Transnet asked the government for a massive capital injection and to take over R60 billion of their debt of R130 billion. Eskom, the SAA and the SABC have been doing this for years, to name just a few.
There is no doubt that corruption is a huge millstone around their necks, but so is incompetence at operational, management and board levels. In fact, it lies at the heart of problematic business models, drives up costs (and with it taxes) and often overlaps with corruption.
Certain examples are relevant. The SABC recently reported on the auditor-general’s (AG) concerns about the excessive use of consultants at municipalities. The amount spent on these consultants (who especially fail to solve the mess and moreover contribute to irregular spending) has increased by R1 billion in the current financial year compared to last year. Apart from this, it has grown from R100 million to R1.6 million over the past decade. They perform basic accounting functions that the full-time staff should be doing.
The value of civil claims against the police rose by a staggering 511% during the same period, reports Network24. There are pending claims to the value of R108 billion and although they have obviously not yet been settled, this exceeds the police’s budget of R102.5 billion in the current financial year. The police expert dr. Johan Burger says the police paid out R647.9 million in the 2022/-23 financial year, compared to R106 million in 2011/-12. He further argues that despite this increase due to, among other things, wrongful arrest, disciplinary hearings have decreased by 67% – which undeniably fuels this perverse trend.
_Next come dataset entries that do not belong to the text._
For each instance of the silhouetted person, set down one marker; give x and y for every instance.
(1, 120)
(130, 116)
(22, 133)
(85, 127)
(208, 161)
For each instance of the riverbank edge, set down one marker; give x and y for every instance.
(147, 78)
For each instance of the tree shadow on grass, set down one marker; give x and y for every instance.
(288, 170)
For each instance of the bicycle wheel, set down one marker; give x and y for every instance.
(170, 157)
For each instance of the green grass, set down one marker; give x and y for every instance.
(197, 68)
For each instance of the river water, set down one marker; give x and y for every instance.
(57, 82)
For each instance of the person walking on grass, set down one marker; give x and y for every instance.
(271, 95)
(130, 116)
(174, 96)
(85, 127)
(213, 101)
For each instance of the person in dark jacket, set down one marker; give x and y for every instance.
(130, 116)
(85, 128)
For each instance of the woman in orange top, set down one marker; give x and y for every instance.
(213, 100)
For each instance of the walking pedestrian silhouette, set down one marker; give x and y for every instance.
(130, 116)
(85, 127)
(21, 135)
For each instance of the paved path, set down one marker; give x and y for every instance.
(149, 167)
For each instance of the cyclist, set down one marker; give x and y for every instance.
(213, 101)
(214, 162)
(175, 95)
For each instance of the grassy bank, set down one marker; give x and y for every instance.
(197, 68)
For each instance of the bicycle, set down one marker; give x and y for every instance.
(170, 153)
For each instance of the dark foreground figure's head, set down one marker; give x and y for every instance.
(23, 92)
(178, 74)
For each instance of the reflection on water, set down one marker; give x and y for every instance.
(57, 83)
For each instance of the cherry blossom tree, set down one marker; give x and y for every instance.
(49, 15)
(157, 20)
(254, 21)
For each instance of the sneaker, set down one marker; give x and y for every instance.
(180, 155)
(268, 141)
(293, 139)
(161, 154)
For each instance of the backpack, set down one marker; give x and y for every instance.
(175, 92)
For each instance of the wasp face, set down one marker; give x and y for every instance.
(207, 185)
The same applies to the health sector. An interesting yet scandalous example is how Matthew Lani, who does not even have matric, gave out medical advice as a pretend doctor on TikTok while wandering through the corridors of the Helen Joseph Hospital in Johannesburg. After a media uproar he was arrested but he is by no means alone. The BBC reported that, according to the Department of Health, a total of 124 bogus doctors had been arrested over the last three years.
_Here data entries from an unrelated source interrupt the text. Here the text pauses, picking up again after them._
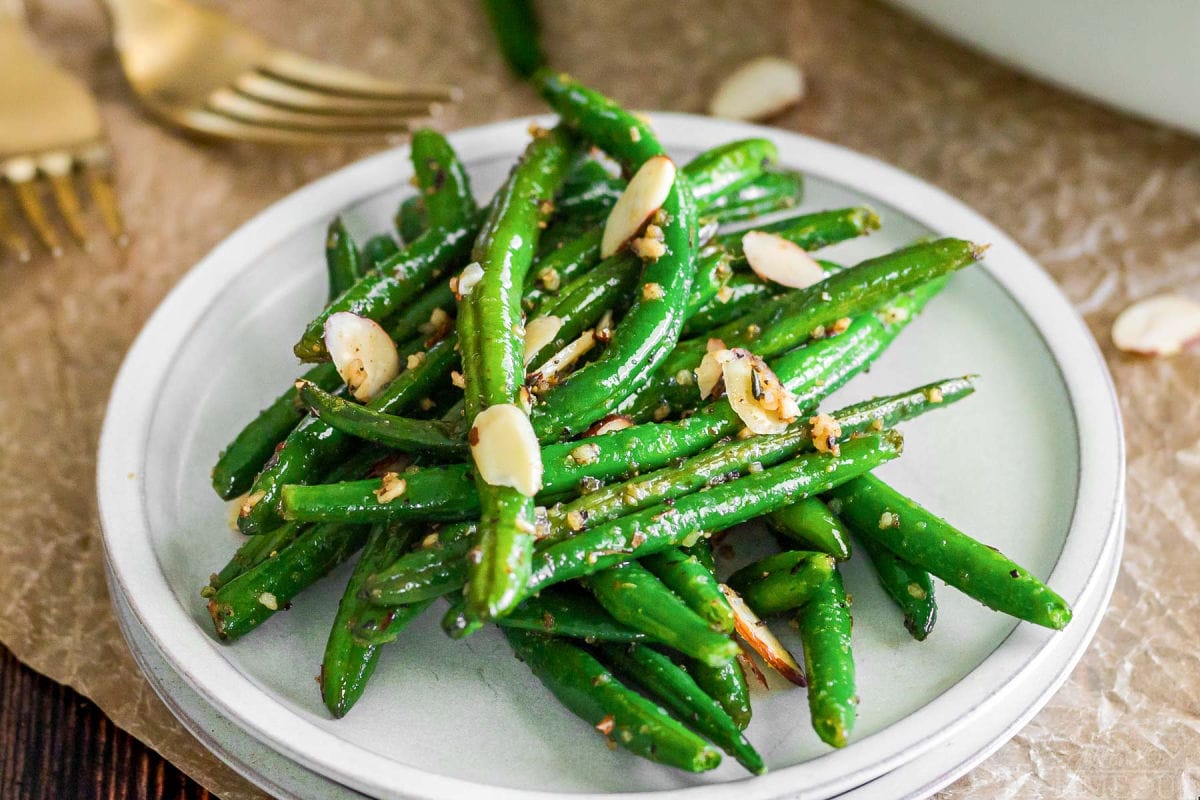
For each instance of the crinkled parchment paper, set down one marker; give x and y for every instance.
(1109, 205)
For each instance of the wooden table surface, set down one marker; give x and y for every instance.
(57, 745)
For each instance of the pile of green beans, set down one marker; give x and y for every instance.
(604, 581)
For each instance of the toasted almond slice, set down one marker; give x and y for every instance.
(505, 449)
(540, 331)
(643, 196)
(1161, 325)
(760, 638)
(759, 89)
(363, 352)
(779, 260)
(756, 395)
(471, 275)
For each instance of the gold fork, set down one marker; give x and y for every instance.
(49, 131)
(201, 71)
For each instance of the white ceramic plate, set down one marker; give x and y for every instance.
(1032, 463)
(921, 777)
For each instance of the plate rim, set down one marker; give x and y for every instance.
(130, 413)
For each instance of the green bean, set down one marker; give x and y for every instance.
(772, 191)
(910, 587)
(394, 284)
(348, 665)
(726, 685)
(412, 218)
(810, 230)
(341, 258)
(810, 523)
(250, 600)
(877, 511)
(426, 437)
(781, 582)
(515, 24)
(376, 251)
(493, 362)
(417, 317)
(790, 319)
(244, 457)
(637, 599)
(571, 614)
(743, 293)
(589, 691)
(313, 446)
(694, 583)
(825, 625)
(665, 680)
(588, 193)
(720, 506)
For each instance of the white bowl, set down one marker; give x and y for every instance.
(1138, 56)
(1033, 463)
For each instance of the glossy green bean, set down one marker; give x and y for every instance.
(623, 716)
(877, 511)
(825, 624)
(665, 680)
(911, 588)
(694, 583)
(348, 663)
(637, 599)
(781, 582)
(811, 524)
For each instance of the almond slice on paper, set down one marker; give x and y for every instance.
(779, 260)
(363, 353)
(760, 638)
(540, 331)
(759, 89)
(505, 450)
(1159, 325)
(643, 196)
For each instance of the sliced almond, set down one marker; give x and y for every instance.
(642, 198)
(759, 89)
(755, 392)
(540, 331)
(471, 275)
(505, 449)
(363, 352)
(760, 638)
(779, 260)
(1161, 325)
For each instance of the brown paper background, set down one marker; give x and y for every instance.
(1108, 204)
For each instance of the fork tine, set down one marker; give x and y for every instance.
(57, 167)
(275, 91)
(316, 74)
(226, 127)
(246, 109)
(97, 170)
(22, 174)
(11, 239)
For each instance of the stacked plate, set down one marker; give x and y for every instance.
(1032, 463)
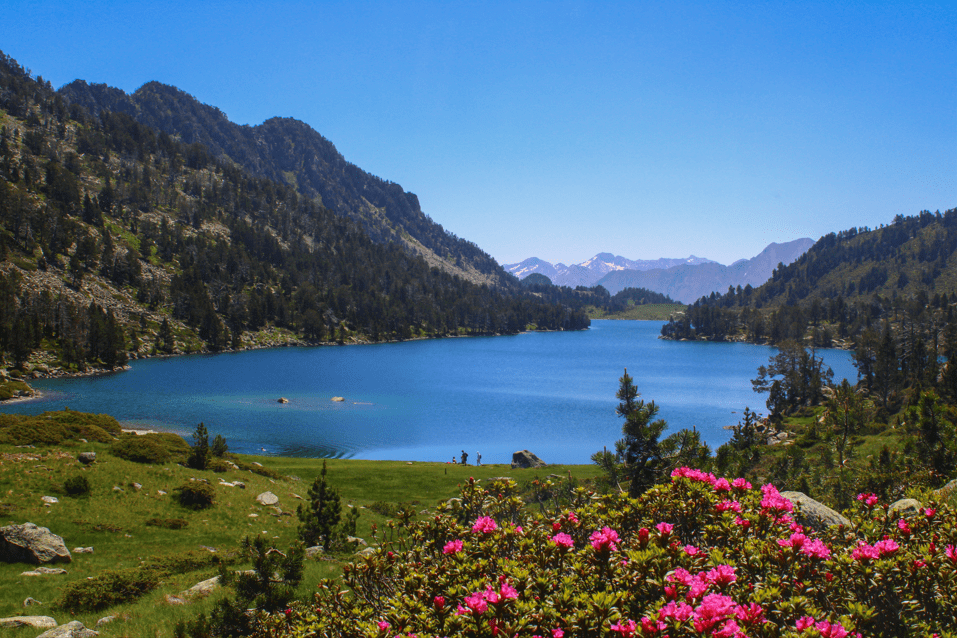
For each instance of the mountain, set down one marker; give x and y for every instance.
(687, 282)
(290, 152)
(589, 272)
(118, 240)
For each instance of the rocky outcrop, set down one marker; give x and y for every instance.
(905, 507)
(73, 629)
(28, 543)
(267, 498)
(36, 622)
(814, 514)
(525, 459)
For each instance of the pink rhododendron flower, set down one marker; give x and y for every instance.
(868, 499)
(452, 547)
(485, 525)
(476, 602)
(713, 609)
(605, 539)
(887, 546)
(816, 549)
(805, 622)
(951, 552)
(725, 506)
(750, 615)
(774, 501)
(563, 540)
(863, 551)
(722, 575)
(625, 629)
(828, 630)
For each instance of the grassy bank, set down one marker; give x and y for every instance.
(132, 527)
(643, 312)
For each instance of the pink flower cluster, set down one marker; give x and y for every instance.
(698, 584)
(814, 548)
(485, 525)
(717, 615)
(563, 540)
(452, 547)
(604, 540)
(826, 629)
(774, 501)
(478, 602)
(719, 484)
(863, 551)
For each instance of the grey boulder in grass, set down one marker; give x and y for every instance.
(28, 543)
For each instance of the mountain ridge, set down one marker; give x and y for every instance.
(684, 279)
(291, 152)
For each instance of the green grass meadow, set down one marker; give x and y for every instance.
(114, 521)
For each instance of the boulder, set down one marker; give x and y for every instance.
(201, 590)
(524, 459)
(35, 622)
(814, 514)
(73, 629)
(28, 543)
(44, 571)
(267, 498)
(906, 507)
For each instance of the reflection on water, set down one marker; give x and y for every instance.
(552, 393)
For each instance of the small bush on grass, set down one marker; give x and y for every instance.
(168, 523)
(77, 486)
(108, 589)
(195, 495)
(122, 586)
(141, 449)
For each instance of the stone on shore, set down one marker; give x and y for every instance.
(814, 514)
(28, 543)
(525, 459)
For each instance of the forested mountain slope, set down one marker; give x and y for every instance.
(116, 238)
(890, 294)
(290, 152)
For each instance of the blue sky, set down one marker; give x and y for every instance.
(562, 129)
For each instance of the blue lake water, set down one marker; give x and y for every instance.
(552, 393)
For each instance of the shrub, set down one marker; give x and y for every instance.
(699, 556)
(107, 589)
(168, 523)
(195, 495)
(77, 485)
(198, 457)
(141, 449)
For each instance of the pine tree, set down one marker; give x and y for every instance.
(319, 519)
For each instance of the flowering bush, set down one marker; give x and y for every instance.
(701, 556)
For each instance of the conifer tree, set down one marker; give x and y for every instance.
(318, 520)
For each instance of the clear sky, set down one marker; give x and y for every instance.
(564, 129)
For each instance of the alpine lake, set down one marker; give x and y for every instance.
(549, 392)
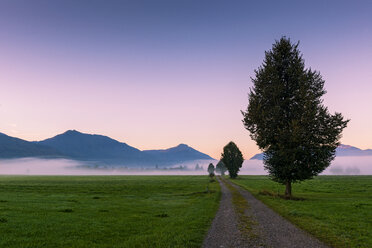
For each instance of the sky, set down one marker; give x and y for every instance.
(154, 74)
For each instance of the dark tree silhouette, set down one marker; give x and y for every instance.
(232, 158)
(221, 168)
(211, 170)
(287, 119)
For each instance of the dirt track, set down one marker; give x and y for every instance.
(267, 228)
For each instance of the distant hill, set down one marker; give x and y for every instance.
(341, 151)
(178, 154)
(92, 147)
(11, 147)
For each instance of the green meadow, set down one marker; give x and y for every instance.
(106, 211)
(335, 209)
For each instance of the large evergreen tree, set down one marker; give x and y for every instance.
(287, 119)
(221, 168)
(232, 158)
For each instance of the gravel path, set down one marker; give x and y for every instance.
(269, 229)
(224, 231)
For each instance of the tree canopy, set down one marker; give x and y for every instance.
(211, 170)
(287, 119)
(221, 168)
(232, 158)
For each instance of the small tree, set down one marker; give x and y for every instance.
(221, 168)
(211, 170)
(232, 158)
(287, 119)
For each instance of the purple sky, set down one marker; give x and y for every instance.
(155, 74)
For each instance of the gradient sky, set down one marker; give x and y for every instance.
(155, 74)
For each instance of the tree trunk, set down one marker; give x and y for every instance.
(288, 189)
Like police officers, people’s lives are often in the hands of doctors and the wrong treatment can claim their lives rather than save them. These quacks occupy positions that should have been filled by a suitable person. South Africa is losing real doctors at an astounding rate – something the country cannot afford – while this situation continues.
The legal expert Larisse Prinsen writes in an academic article that medical legal claims due to misconduct and negligence have increased significantly since 2007. In 2020/21 alone, R5.6 billion was granted due to these claims. The Eastern Cape Department of Health has pending claims amounting to R40 billion and has paid out R921 million during 2020/-21 due to medical negligence. Unfortunately, there are some legitimate mistakes made by qualified personnel and some lawyers who work with these are over-eager to make money, but these claims are too successful and large to be attributed solely to accidents and fatigue.
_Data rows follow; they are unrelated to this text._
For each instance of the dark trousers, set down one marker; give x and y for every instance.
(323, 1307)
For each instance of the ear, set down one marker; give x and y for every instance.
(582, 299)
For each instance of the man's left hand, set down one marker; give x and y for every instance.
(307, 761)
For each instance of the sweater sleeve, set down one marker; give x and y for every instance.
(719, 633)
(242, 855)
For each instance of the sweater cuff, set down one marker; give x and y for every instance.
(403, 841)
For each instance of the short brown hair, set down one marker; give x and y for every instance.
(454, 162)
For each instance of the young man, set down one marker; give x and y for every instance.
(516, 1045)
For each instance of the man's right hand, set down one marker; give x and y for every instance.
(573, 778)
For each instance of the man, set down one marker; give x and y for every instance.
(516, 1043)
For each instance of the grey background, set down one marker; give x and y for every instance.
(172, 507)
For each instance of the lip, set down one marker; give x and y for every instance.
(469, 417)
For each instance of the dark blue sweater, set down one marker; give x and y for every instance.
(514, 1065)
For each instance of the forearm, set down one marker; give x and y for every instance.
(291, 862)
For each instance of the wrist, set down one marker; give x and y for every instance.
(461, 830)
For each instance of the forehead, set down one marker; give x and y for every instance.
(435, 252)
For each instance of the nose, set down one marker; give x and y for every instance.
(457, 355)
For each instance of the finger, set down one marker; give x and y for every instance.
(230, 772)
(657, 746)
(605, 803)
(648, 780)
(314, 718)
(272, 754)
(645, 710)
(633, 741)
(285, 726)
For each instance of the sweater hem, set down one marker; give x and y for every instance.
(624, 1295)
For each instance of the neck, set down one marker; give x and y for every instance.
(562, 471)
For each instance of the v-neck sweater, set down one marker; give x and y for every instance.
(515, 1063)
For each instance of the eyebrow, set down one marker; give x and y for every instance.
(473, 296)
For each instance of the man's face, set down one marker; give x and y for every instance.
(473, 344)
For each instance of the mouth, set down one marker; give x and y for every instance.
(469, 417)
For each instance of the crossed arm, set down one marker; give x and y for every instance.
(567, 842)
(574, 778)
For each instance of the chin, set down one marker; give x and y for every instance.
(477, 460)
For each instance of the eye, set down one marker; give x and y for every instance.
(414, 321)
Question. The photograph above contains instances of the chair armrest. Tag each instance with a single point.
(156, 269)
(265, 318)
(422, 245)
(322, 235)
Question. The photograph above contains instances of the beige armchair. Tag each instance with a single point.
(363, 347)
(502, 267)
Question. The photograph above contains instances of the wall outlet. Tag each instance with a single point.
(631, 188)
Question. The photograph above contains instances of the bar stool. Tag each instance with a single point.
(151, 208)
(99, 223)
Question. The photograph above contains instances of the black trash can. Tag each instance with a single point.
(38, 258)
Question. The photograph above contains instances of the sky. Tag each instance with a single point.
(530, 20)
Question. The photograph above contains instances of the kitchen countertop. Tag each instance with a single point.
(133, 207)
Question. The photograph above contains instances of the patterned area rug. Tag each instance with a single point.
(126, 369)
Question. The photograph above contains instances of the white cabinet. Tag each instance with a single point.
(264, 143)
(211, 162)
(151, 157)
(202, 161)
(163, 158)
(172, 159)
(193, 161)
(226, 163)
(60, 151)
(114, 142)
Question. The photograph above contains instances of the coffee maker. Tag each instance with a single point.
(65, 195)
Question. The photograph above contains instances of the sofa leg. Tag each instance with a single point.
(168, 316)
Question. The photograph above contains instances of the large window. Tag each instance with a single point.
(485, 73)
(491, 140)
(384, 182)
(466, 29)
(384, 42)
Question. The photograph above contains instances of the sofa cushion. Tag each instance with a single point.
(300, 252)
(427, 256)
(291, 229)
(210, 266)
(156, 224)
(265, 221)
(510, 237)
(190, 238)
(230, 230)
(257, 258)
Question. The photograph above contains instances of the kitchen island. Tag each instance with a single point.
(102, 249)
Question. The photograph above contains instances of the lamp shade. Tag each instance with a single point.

While this lack of accountability and capacity in the state has many causes (such as cadre deployment), the government has failed to adequately train and equip its staff to fulfill their mandate. The state is overloaded with unnecessary and unqualified managers as well as administrative staff. This drives up the growing salary bill and size of government entities, at the expense of purchasing equipment and technical staff.
In addition to this, there is an entire ecosystem that keeps this incompetence going. Who hires these incompetents in the first place? And how did Lani get into the hospital to record his videos? These questions need serious answers, because they undoubtedly involve corruption and/or further incompetence in many cases.
Incompetence and a lack of accountability in the state not only shorten service delivery, but also gobble up money that could have been spent more wisely. The Eastern Cape Department of Health has started to hire more lawyers and legal experts to fend off the rising legal demands, instead of acquiring more medical staff and equipment. This curse is often overlooked when apportioning the blame for government failures.
But like corruption (which can at least be measured by certain criteria), it is difficult, even impossible, to quantify the direct and indirect costs of these appointments and wasted costs. What is even more startling is that, like corruption, incompetence is a blow to the country’s viability and, moreover, is largely avoidable.